目的探讨脊椎蛋白2（R-spondin 2，Rspo2）对BMSCs成骨分化及卵巢去势小鼠骨密度及骨矿含量的影响。方法取7只4周龄雌性C57BL/6小鼠长骨骨髓，采用全骨髓培养法分离培养BMSCs并传代，经流式细胞仪鉴定细胞表型后，取第3代细胞与10、20、40、80和100 nmol/L Rspo2共培养，采用细胞计数试剂盒8（cell counting kit 8，CCK-8）检测细胞增殖，评价Rspo2对BMSCs活性影响并筛选Rspo2干预浓度；与不同筛选浓度Rspo2培养后更换为成骨诱导培养基诱导培养后，行ALP及实时荧光定量PCR（real time fluorescence quantitative PCR，RT-qPCR）检测RUNX 家族转录因子2（RUNX family transcription factor 2，Runx2）、Ⅰ型胶原（collagen type Ⅰ alpha 1，Col1）、骨钙素（osteocalcin，OCN），评价Rspo2对BMSCs成骨能力的影响；以上检测均以正常培养BMSCs作为对照。另取18只10周龄雌性C57BL/6小鼠，随机分为假手术组、卵巢去势（ovariectomy，OVX）组和OVX+Rspo2组，每组6只。假手术组仅行双侧背部切开缝合，其余两组通过双侧OVX建立骨质疏松模型。术后OVX+Rspo2组每周腹腔注射Rspo2（1 mg/kg），其余两组接受相同剂量生理盐水。干预12周后，3组称重小鼠体质量及子宫质量，评估OVX模型制备是否成功；取胫骨行HE染色观察骨量变化、免疫组织化学染色观察骨组织中Runx2蛋白表达水平；ELISA法检测血清中骨代谢［ALP、OCN、骨生成Ⅰ型前胶原氨基端肽（type Ⅰ procollagen amino-terminal peptide，PINP）］和骨吸收［β胶原降解产物（β-isomerized C-telopeptide，β-CTX）］标记物表达水平；Micro-CT检测胫骨微结构变化，并对骨小梁厚度（trabeculae thickness，Tb.Th）、骨小梁数量（trabeculae number，Tb.N）、骨小梁分离度（trabeculae separation，Tb.Sp）和骨体积分数（bone volume fraction，BV/TV）进行三维组织形态计量分析。

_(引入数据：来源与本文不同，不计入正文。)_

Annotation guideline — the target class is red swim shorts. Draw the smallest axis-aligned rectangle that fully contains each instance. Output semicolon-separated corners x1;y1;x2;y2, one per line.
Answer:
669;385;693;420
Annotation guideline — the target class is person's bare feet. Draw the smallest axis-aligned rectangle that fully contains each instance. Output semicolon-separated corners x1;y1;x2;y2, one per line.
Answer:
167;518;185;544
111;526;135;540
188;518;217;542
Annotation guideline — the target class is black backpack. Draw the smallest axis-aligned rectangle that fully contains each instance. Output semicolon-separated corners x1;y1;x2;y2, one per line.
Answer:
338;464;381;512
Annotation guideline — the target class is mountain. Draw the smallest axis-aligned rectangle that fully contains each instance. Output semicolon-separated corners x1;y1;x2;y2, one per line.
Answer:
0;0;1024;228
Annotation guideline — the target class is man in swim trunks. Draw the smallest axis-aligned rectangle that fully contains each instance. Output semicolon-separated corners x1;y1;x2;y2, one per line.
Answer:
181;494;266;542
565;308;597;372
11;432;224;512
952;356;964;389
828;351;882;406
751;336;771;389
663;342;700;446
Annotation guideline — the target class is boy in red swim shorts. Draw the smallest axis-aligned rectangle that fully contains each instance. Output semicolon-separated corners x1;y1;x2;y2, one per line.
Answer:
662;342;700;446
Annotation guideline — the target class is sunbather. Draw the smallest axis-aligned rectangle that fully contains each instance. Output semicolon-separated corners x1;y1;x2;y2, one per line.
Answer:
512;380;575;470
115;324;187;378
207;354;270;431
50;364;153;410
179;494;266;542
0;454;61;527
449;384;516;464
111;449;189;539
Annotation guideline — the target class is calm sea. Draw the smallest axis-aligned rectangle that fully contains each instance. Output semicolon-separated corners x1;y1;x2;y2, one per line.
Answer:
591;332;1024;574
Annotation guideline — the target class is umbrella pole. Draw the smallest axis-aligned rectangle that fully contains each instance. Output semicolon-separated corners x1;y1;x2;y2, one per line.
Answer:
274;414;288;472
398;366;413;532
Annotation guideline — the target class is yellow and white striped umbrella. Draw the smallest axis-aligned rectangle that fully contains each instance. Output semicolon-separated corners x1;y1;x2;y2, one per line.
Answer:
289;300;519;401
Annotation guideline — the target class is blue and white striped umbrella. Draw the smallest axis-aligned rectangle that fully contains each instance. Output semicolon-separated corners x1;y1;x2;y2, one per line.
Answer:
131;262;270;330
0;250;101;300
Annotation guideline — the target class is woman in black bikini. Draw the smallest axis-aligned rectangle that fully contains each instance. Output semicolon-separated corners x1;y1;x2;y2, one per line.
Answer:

结果 CCK-8检测示80 nmol/L以下浓度的Rspo2不会产生细胞毒性（P>0.05），且20 nmol/L Rspo2组细胞活力明显高于对照组。基于上述结果，选择10、20和40 nmol/L Rspo2进行后续实验。ALP染色示，各浓度Rspo2组阳性细胞面积明显大于对照组，其中20 nm/L Rspo2组最高，组间差异均有统计学意义（P<0.05）；RT-qPCR检测成骨相关基因Runx2、Col1和OCN mRNA表达水平提高，除40 nmol/L Rspo2组Runx2外，各组相关指标与对照组比较差异均有统计学意义（P<0.05）。动物实验中各组小鼠术后均存活至实验完成，且干预12周后小鼠体质量及子宫质量结果示OVX模型制备成功。组织学及免疫组织化学染色示，OVX组小鼠骨小梁疏松程度、连接性以及Runx2表达均低于假手术组，而OVX+Rspo2组经Rspo2处理后均较OVX组逆转，差异有统计学意义（P<0.05）。ELISA检测示OVX组小鼠血清中骨代谢标记物与假手术组相比，ALP表达升高、PINP表达下降（P<0.05）；Rspo2干预后，PINP表达逆转显著增高，与假手术组及OVX组差异均有统计学意义（P<0.05）。OXV组骨吸收标记物β-CTX高于假手术组（P<0.05），OVX+Rspo2组较OVX组明显下降（P<0.05）。Micro-CT 检测示，与假手术组相比，OXV组Tb.Th、Tb.N和BV/TV降低，而Tb.Sp增高；经Rspo2干预后，除Tb.Th外OVX+Rspo2组上述指标均得到改善（P<0.05）。结论 Rspo2能够促进BMSCs向成骨细胞分化，改善小鼠由于雌激素缺乏导致的骨质疏松，促进骨形成。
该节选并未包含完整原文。